In 2000 I lived in Pinellas County, Florida. Florida ended up being the disputed state and we will really never know who won it that year. I lived in one of the higher social-economic neighborhoods. I voted in person on Election Day and had no problem other than election workers wearing Bush campaign apparel. Pinellas also had many neighborhoods of color that were considerably less wealth (and red). In those a Sherriff’s department and/or a Florida Highway Patrol car was at most if not all polling places. (Had I asked I’m sure the reason I’d have been given was that they were on hand to provide security. I guess we didn’t need security in my neighborhood because not too many of “those people” lived there.) The reality is that they were discouraging voters from showing up. Keep in mind the Sheriff was a Republican and the Governor was Jeb Bush, brother of the Republican presidential candidate.

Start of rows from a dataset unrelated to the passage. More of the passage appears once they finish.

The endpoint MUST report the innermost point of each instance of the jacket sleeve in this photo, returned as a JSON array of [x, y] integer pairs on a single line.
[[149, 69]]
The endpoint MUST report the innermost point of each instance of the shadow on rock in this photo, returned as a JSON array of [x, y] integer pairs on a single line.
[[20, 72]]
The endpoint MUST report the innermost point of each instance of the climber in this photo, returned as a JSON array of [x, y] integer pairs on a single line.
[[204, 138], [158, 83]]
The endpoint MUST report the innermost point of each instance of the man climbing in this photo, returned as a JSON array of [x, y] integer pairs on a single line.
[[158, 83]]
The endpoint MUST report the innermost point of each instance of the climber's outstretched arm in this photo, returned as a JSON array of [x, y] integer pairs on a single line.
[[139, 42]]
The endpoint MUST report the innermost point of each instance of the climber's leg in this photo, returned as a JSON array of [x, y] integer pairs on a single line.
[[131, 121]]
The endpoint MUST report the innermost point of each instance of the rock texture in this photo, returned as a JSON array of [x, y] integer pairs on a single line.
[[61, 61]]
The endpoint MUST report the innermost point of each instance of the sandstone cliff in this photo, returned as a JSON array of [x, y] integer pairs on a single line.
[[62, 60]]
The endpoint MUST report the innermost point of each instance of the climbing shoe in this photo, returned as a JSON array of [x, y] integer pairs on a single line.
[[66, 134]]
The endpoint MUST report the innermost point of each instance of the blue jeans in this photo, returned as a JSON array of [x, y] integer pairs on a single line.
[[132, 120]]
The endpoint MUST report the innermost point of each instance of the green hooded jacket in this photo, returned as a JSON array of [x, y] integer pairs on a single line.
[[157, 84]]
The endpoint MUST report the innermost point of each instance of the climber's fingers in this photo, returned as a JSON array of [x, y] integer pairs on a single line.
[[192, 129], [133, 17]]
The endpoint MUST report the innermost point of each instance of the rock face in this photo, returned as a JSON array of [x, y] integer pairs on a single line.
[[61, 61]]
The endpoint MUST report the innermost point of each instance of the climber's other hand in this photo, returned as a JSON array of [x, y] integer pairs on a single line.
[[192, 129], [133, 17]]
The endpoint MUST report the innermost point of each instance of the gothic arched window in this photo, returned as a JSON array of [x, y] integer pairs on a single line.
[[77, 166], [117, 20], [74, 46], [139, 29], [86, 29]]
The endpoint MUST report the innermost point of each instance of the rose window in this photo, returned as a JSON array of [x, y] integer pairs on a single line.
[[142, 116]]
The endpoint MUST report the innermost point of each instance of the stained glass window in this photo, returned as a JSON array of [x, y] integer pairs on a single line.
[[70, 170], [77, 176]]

Without getting too far into the weeds, the laws/rules about citizens monitoring the polls and challenging voters have been loosened considerably since 2016. Expect Teapublicans to show up at select precincts where they do not live to “ensure the fairness of the elections”.
Who knows what use Trump and Republican governors will find for the coronavirus to create confusion and suppress the vote? While they have proven to be a disaster at actually running governmental units they are great at gumming up the works. I am of the school of thought that 2020 Wisconsin’s primary and State Supreme Court election was just a trial run.

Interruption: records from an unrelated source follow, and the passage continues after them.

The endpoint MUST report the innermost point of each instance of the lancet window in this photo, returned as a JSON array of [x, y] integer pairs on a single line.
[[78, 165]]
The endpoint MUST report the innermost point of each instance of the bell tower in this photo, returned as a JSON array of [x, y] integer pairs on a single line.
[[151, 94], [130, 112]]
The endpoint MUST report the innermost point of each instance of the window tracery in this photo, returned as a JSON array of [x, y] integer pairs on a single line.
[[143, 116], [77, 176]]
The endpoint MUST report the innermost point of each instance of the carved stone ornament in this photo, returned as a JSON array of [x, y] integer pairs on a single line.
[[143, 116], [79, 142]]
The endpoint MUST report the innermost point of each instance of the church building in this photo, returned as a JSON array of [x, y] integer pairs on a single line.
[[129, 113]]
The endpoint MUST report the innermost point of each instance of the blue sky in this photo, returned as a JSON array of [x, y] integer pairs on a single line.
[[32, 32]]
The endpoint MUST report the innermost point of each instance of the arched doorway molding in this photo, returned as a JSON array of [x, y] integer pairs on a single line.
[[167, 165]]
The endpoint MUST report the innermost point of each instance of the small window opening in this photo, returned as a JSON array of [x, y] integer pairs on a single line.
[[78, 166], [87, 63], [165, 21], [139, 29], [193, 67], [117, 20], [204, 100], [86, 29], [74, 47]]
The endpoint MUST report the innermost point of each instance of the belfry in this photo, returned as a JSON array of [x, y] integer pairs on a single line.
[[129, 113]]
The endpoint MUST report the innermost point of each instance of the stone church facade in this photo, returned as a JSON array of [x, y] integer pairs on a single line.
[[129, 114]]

When you add a large pool of voters to the total your interest and therefore turnout percentage should go up. In America it has not. The factor I submit as the major reason is voter suppression.
In a blowout voter suppression gets lost in the shuffle. With the American electorate as polarized as it is the chances of a blowout in the near future is very, very slim. Close elections come down to turnout. Do your part and make every effort to have your vote count.